26 de Março de 2026, 20:30

O conselho de administração da B3 (B3SA3) aprovou o pagamento de juros sobre capital próprio (JCP) no valor total de R$ 372,5 milhões, equivalente a R$ 0,07434043 por ação, de acordo com documento desta quinta-feira (26).

O valor líquido será de R$ 0,06133086 por ação, já considerando a retenção de 17,5% de Imposto de Renda, exceto para acionistas com tributação diferenciada, segundo a operadora da bolsa brasileira.

O pagamento será realizado em 13 de abril de 2026, com base na posição acionária de 31 de março de 2026. As ações serão negociadas com direito ao provento até 31 de março, passando à condição “ex-JCP” a partir de 1º de abril.
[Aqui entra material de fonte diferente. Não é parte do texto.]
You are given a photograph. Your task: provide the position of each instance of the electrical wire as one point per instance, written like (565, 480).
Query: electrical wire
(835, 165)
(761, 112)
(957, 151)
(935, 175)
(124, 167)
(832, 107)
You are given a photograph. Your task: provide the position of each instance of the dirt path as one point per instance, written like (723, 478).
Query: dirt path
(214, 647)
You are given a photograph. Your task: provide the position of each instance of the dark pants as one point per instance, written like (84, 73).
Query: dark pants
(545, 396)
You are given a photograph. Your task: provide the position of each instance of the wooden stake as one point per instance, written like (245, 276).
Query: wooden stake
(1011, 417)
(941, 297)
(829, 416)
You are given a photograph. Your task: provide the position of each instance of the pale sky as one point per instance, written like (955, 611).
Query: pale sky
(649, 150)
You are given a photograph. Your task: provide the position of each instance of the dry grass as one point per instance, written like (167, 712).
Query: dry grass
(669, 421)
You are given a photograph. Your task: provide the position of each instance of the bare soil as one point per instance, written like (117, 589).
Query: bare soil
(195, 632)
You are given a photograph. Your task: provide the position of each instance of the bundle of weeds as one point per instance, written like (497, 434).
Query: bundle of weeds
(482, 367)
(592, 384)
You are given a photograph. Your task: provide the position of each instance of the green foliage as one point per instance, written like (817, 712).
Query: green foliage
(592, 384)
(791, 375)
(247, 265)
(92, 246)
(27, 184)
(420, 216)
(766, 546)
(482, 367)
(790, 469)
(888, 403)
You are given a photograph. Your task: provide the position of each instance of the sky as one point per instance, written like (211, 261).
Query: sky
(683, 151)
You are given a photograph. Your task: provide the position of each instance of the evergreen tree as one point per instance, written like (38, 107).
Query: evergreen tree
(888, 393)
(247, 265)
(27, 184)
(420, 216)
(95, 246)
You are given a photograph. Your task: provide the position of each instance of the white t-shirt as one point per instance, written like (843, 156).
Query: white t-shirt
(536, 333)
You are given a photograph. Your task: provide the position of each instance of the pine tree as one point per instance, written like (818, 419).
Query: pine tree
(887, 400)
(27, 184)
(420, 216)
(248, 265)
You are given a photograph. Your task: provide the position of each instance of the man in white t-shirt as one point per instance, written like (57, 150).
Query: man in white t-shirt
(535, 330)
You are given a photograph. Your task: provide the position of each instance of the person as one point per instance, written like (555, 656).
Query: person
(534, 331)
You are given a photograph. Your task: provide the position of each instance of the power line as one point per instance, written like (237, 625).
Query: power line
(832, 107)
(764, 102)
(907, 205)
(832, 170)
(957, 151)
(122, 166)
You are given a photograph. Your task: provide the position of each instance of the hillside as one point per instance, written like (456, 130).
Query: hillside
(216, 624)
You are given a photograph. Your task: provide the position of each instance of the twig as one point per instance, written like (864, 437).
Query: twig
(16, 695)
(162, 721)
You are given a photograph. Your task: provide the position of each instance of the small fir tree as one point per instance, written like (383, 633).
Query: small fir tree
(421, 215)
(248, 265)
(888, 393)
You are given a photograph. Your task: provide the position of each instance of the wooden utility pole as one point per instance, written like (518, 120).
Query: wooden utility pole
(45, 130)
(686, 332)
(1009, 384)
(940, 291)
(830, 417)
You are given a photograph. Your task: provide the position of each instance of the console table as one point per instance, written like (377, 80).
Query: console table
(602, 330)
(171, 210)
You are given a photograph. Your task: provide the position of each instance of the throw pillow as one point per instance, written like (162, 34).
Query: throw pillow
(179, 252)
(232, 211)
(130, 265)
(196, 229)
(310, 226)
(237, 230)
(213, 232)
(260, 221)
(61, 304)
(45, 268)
O montante será imputado aos dividendos obrigatórios do exercício social de 2026, acrescentou a companhia.

De acordo com dados mais recentes divulgados pela companhia, a B3 registrou forte crescimento no volume negociado em ações em fevereiro de 2026, em um mês marcado por desempenho positivo do mercado brasileiro e entrada de capital estrangeiro.

O volume financeiro médio diário no mercado à vista atingiu R$ 37,3 bilhões, alta de 50,1% em relação a fevereiro de 2025 e avanço de 16,2% frente a janeiro.